Despite the good news, Ford shares fell about 1% Thursday morning.
For the fourth quarter, the company reported a net profit of $868 million. Its operating income of $1.6 billion, or 43 cents a share, was a dramatic improvement from the operating loss of $3.3 billion, or $1.40 a share a year earlier. This also easily topped forecasts of a 26 cent per share operating profit.
Ford's automotive operations earned $1.1 billion in the quarter. The company also said auto operations added $3.1 billion to its cash flows in the quarter, a remarkable turnaround after drawing down the company's cash reserves for years.
Profits ahead. Ford also said it now expects to be profitable on a pre-tax basis in 2010. Previously, the company had said it expected profits to return in 2011 but that it was not yet willing to predict it would make money this year.
"While we still face significant business environment challenges ahead, 2009 was a pivotal year for Ford," said Ford president and CEO Alan Mulally in the company's statement. "Our progress has helped us gain market share in most of our major markets."
One of those markets was the United States. Ford's share rose to 16.1% from 15% in 2008, its first increase since 1995.
Still, auto sales plunged around much of the world in 2009. Ford's global vehicle sales fell 11% to 4.8 million, causing the company's overall revenue for the year to slide 14% to $118.3 billion.
But auto sales were much better in the fourth quarter, jumping 26% compared to a year ago to 1.4 million vehicles. Total revenue rose 22% to $35.4 billion, easily beating forecasts of $32.6 billion.
The company said it expects the sales momentum from the end of 2009 to continue into this year.

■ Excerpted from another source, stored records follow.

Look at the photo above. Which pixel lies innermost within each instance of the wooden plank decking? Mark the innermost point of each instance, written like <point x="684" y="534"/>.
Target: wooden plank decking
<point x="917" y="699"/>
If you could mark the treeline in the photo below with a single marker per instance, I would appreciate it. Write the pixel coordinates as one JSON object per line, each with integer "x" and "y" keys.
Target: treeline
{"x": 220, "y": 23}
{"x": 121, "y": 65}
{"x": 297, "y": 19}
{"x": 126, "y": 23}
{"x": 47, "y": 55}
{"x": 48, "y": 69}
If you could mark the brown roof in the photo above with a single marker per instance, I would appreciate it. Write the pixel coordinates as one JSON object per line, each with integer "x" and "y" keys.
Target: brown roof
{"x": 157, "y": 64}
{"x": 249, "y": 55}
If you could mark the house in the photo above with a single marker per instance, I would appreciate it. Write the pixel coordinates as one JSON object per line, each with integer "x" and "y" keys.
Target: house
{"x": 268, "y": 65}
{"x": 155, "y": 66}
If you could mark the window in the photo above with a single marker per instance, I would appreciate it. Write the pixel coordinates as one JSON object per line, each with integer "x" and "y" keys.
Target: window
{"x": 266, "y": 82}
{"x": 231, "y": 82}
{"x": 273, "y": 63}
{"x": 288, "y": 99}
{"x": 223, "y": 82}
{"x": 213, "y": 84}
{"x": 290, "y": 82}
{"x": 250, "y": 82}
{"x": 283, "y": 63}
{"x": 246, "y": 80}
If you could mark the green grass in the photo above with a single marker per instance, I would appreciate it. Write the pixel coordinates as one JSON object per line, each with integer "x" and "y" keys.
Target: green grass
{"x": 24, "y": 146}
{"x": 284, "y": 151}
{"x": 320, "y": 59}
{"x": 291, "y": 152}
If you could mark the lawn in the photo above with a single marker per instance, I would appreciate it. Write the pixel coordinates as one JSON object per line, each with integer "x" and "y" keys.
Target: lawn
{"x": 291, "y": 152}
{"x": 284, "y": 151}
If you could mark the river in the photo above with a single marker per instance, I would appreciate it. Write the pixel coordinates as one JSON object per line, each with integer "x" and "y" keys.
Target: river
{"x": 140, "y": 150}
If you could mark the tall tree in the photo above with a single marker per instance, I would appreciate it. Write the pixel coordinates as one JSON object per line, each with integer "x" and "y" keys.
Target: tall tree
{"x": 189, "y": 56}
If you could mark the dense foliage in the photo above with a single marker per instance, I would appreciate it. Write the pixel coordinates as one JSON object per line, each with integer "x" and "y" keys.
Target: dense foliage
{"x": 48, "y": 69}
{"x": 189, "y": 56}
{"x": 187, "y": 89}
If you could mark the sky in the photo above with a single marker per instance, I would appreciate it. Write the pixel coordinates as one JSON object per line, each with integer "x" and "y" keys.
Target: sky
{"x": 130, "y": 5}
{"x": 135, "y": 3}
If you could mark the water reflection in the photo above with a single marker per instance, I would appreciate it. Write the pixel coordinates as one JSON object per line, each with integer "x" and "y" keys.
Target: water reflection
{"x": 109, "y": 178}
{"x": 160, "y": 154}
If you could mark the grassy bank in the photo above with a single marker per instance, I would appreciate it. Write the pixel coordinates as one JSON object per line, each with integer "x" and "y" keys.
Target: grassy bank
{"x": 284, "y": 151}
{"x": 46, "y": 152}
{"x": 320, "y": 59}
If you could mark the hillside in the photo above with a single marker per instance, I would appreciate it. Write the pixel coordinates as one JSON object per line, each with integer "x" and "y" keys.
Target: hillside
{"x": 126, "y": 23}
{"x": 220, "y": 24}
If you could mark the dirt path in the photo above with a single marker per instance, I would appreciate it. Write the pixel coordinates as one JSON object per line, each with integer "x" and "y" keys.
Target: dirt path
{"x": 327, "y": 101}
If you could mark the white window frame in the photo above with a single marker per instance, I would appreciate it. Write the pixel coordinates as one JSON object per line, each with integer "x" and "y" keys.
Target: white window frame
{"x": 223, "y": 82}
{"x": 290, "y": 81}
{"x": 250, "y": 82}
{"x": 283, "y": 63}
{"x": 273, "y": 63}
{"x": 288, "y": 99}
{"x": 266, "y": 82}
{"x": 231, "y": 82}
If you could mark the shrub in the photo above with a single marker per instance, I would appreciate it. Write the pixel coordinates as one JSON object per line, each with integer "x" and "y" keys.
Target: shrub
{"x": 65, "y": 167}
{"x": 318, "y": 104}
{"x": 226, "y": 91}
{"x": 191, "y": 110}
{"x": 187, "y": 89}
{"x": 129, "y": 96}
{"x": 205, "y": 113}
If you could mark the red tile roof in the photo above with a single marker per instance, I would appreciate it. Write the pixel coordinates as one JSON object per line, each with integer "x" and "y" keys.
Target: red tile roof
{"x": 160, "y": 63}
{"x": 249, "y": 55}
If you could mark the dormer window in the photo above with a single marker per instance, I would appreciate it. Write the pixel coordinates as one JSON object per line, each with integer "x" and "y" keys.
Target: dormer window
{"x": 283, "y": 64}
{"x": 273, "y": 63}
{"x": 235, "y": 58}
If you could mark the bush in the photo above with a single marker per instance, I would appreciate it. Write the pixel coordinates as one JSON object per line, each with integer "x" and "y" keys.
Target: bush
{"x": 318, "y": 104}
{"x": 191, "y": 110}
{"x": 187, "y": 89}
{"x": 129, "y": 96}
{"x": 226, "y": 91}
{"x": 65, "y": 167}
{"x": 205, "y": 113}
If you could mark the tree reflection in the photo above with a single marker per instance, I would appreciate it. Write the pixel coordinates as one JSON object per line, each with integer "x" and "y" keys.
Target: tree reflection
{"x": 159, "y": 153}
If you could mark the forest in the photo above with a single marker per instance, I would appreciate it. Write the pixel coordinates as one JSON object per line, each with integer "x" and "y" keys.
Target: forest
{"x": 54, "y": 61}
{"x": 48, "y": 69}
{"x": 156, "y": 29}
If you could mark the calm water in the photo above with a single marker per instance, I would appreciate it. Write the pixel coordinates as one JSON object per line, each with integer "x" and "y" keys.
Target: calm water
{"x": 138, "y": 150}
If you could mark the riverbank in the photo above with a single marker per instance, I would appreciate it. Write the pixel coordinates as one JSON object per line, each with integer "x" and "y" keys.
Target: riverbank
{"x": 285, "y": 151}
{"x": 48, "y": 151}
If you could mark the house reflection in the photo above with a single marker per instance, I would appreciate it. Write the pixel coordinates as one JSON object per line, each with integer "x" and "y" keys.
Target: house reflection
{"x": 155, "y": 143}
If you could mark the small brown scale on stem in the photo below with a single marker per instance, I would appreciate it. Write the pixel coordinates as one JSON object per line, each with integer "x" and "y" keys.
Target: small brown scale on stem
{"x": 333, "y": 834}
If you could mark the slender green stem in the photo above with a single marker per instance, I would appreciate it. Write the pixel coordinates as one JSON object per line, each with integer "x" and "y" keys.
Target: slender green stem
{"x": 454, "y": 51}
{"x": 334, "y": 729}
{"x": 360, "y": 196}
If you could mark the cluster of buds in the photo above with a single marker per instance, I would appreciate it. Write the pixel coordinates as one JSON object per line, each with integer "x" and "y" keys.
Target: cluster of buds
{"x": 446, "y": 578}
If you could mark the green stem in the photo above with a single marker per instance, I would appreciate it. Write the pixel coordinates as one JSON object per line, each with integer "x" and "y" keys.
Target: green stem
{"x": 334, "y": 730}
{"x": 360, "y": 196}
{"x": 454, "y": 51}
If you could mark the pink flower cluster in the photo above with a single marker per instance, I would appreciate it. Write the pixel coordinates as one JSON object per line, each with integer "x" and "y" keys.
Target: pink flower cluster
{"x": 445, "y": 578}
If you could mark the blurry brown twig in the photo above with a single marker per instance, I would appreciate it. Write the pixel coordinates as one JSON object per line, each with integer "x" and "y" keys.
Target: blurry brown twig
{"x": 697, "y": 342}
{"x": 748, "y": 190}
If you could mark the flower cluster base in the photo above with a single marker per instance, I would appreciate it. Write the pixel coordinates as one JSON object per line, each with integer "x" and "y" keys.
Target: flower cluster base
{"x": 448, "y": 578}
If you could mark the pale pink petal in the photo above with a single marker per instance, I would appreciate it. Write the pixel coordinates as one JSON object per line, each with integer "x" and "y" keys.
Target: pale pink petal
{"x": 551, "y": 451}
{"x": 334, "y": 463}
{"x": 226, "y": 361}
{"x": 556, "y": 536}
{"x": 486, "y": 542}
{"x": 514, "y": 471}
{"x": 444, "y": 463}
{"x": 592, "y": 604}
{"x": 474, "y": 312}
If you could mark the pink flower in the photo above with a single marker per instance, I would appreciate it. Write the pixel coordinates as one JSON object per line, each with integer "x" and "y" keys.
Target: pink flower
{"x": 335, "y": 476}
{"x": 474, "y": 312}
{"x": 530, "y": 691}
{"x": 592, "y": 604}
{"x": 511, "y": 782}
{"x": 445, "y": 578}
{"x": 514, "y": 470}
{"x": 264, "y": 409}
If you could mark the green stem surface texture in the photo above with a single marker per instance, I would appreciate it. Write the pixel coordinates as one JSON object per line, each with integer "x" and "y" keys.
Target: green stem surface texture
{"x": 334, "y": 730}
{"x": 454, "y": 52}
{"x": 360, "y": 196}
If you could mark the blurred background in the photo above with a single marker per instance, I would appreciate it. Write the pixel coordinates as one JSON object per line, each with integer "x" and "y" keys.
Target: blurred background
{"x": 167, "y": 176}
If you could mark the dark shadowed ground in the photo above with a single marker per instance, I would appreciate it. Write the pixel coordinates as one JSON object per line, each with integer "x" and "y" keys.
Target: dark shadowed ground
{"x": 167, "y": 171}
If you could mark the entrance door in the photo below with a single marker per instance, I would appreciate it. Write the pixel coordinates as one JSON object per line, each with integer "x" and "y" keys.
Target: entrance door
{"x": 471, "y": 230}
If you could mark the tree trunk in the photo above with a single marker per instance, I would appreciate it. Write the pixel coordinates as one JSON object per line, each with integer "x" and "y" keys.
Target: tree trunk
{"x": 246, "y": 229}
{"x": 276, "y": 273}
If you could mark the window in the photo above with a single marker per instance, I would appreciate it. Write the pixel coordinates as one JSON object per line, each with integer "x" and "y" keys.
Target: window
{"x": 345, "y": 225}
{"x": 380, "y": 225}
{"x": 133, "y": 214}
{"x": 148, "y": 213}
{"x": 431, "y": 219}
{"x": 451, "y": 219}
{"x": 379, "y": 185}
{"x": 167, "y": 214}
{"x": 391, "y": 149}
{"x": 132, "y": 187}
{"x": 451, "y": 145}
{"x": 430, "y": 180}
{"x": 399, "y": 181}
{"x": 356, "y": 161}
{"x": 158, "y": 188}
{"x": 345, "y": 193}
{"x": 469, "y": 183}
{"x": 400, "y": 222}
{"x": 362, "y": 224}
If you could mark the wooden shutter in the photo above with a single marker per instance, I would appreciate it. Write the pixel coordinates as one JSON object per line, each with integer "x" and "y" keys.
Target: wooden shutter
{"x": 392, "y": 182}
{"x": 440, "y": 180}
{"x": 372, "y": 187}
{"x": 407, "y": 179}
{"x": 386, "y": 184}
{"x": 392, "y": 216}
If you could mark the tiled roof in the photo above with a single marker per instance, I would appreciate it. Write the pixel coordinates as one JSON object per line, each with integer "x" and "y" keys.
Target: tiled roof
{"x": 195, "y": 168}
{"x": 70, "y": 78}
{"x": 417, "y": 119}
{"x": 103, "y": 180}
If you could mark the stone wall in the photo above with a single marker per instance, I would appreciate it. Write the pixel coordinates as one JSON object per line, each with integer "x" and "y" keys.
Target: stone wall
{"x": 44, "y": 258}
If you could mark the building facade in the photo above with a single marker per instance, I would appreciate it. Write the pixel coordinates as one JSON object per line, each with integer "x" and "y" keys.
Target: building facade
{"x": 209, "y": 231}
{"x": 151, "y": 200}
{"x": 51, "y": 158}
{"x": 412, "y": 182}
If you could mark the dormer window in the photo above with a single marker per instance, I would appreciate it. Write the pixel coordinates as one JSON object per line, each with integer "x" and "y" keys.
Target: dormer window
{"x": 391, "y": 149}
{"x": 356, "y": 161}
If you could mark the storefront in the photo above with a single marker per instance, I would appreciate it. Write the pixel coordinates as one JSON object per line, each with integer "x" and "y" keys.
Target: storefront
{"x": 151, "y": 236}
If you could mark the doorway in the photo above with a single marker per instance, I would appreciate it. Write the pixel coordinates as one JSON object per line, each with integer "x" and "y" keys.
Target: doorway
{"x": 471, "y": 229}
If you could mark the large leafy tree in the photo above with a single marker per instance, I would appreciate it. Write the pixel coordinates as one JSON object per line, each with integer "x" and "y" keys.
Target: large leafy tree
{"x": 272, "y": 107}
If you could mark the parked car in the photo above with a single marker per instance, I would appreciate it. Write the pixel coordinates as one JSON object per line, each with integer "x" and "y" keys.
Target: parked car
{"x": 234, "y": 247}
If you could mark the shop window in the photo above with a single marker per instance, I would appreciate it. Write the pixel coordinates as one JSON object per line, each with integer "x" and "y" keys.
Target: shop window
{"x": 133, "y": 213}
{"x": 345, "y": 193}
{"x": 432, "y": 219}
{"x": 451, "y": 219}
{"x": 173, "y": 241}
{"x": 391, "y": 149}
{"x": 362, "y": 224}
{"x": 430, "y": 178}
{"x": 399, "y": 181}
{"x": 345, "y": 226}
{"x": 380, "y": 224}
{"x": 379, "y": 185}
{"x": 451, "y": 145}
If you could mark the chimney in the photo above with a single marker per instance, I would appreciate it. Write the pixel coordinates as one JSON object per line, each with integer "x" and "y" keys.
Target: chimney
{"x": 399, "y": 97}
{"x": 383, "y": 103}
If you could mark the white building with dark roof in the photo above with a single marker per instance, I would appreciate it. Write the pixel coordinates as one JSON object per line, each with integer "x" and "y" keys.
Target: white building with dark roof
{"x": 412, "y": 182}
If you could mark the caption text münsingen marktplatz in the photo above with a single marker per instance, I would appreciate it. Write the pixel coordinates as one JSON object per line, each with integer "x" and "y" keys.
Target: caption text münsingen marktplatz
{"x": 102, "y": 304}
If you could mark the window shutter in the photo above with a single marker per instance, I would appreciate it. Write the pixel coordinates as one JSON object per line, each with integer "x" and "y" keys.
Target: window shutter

And it has increased its first quarter production targets by 42% from year-ago levels.
Ford chief financial officer Lewis Booth said the bounce in sales during the last two months of the year gave the company more confidence going into 2010.
"We feel just a little more positive that the green shoots are still there, that they haven't shriveled up," Booth said.
Ford was helped last year by federal bailouts and bankruptcies at its two major domestic rivals, General Motors and Chrysler Group, actions that drove many customers who prefer domestic automakers to Ford.
"It's amazing how quickly these things can change," said Mike Boudreau, director of Michigan turnaround firm O'Keefe & Associates. "By avoiding bankruptcy, they told everyone out there -- its employees, its suppliers, its customers -- that Ford stands behind its obligations and its products."
Gaining on the imports. Ford also has enjoyed bigger gains than any of its Japanese rivals, and it begins 2010 with Toyota Motor (TM) being hit by a recall of more than 5 million vehicles in the United States and Europe and a halt in sales of its best-selling U.S. models due to problems with a sticking gas pedal.
Mulally said it is too soon to say how much Ford will benefit from Toyota's problems, but he said he's pleased with the gains the company has been making with customers who formerly bought import brands.
"It depends on how this all plays out and how fast Toyota gets this behind them," he said in response to a question during a conference call. "It's really an opportunity for our products to be viewed again."
There was a bit of bad news for Ford Thursday though, as a joint venture it has in China has halted production of a commercial van it builds there because of concerns it could be hit by the same gas pedal problems as Toyota.
But Ford's problem affects less than 2,000 vehicles in China, and so far no problems have been reported by customers, said Mulally. He said the halt in production is a precaution because the company uses the same supplier for that part as does Toyota.